The Reserve Bank of India, in an advisory document, proposed lifting the price caps on microcredit imposed after the 2010 microfinance crisis. The recommendation is part of a broader effort to ensure a level playing field for banks, non-banks and microfinance firms, each of which is engaged in microcredit, but has different rules.
The regulator proposes harmonization of regulations between NBFC and NBFC-MFI.
Each MFI’s board can create an interest rate model, taking into account the value of funds, margin and risk premium, and determine the interest rate charged on loans and advances. The advisory document states that it is necessary to establish “appropriate internal principles and procedures”, adding that this should be guided by the Code of Good Practice.
Freedom of pricing would be a departure from current regulations.
Currently, there is a 10% margin limit on top of the cost of funds for MFIs with outstanding loans of Rs 100 million or more. Otherwise, the margin limit is 12%. It is also possible to use a separate formula that uses the average base rate of the five largest public sector banks, but there is a limitation.
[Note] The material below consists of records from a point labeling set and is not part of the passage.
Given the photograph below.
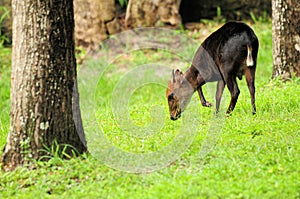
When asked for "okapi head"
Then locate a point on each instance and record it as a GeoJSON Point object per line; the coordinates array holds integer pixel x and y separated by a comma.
{"type": "Point", "coordinates": [179, 93]}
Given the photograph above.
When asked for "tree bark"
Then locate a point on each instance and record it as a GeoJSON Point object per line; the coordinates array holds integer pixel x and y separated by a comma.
{"type": "Point", "coordinates": [94, 21]}
{"type": "Point", "coordinates": [43, 79]}
{"type": "Point", "coordinates": [151, 12]}
{"type": "Point", "coordinates": [286, 38]}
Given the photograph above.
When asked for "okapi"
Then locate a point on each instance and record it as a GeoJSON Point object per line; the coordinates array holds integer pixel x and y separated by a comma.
{"type": "Point", "coordinates": [227, 53]}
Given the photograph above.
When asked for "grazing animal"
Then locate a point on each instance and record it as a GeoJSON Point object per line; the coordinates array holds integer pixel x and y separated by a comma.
{"type": "Point", "coordinates": [227, 53]}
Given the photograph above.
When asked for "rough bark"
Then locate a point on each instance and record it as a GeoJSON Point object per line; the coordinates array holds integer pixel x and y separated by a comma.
{"type": "Point", "coordinates": [152, 12]}
{"type": "Point", "coordinates": [286, 38]}
{"type": "Point", "coordinates": [195, 10]}
{"type": "Point", "coordinates": [94, 21]}
{"type": "Point", "coordinates": [6, 26]}
{"type": "Point", "coordinates": [43, 77]}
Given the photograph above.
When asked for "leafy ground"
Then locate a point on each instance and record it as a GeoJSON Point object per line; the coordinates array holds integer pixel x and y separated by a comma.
{"type": "Point", "coordinates": [249, 156]}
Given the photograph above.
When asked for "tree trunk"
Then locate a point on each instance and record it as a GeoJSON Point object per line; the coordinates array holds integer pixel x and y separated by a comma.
{"type": "Point", "coordinates": [195, 10]}
{"type": "Point", "coordinates": [43, 79]}
{"type": "Point", "coordinates": [151, 12]}
{"type": "Point", "coordinates": [286, 38]}
{"type": "Point", "coordinates": [94, 21]}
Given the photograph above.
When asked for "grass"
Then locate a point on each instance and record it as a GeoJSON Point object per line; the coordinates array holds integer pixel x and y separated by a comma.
{"type": "Point", "coordinates": [250, 156]}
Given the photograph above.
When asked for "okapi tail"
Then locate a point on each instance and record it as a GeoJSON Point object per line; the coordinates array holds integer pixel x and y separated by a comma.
{"type": "Point", "coordinates": [249, 60]}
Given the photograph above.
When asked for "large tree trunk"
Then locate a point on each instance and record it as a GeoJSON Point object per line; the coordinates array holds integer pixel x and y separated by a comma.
{"type": "Point", "coordinates": [152, 12]}
{"type": "Point", "coordinates": [195, 10]}
{"type": "Point", "coordinates": [43, 79]}
{"type": "Point", "coordinates": [94, 21]}
{"type": "Point", "coordinates": [286, 38]}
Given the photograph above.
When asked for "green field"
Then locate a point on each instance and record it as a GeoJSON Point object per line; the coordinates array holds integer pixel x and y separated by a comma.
{"type": "Point", "coordinates": [241, 156]}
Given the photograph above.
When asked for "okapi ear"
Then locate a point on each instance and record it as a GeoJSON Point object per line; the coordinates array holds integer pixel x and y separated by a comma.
{"type": "Point", "coordinates": [170, 88]}
{"type": "Point", "coordinates": [173, 76]}
{"type": "Point", "coordinates": [178, 75]}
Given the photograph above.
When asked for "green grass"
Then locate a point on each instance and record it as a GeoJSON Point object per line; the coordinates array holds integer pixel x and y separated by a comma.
{"type": "Point", "coordinates": [251, 156]}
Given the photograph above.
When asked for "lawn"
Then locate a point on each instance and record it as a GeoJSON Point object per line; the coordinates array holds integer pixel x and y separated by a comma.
{"type": "Point", "coordinates": [136, 151]}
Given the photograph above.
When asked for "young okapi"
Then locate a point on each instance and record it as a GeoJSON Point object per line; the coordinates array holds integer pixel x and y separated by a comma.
{"type": "Point", "coordinates": [229, 52]}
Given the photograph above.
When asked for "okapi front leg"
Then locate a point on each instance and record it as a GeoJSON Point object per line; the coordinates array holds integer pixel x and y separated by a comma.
{"type": "Point", "coordinates": [202, 98]}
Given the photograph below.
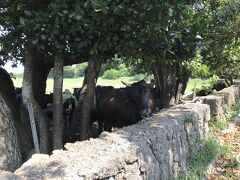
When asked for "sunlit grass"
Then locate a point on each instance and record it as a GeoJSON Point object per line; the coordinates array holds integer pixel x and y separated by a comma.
{"type": "Point", "coordinates": [200, 156]}
{"type": "Point", "coordinates": [70, 83]}
{"type": "Point", "coordinates": [199, 83]}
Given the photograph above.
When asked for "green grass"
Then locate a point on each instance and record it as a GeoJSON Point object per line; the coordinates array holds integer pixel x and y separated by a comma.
{"type": "Point", "coordinates": [77, 82]}
{"type": "Point", "coordinates": [200, 156]}
{"type": "Point", "coordinates": [224, 123]}
{"type": "Point", "coordinates": [199, 83]}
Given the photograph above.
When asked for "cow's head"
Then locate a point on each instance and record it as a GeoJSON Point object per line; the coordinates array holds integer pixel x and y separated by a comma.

These price caps were introduced in 2014 by the regulator following recommendations from a committee led by YH Malegam. The committee found that high prices, questionable recovery practices, and over-lending to unworthy clients led to the 2010 microfinance crisis.
To protect vulnerable borrowers, the regulator is basically offering better disclosures.
“Interest rates and risk grading approach should also be available on company websites or published in appropriate newspapers (for borrowers),” RBI said in a statement.
Borrowers should be provided with clear information on the interest rate mechanism in loan agreements in their own language, and lenders should disclose any penalty interest charged for late repayment.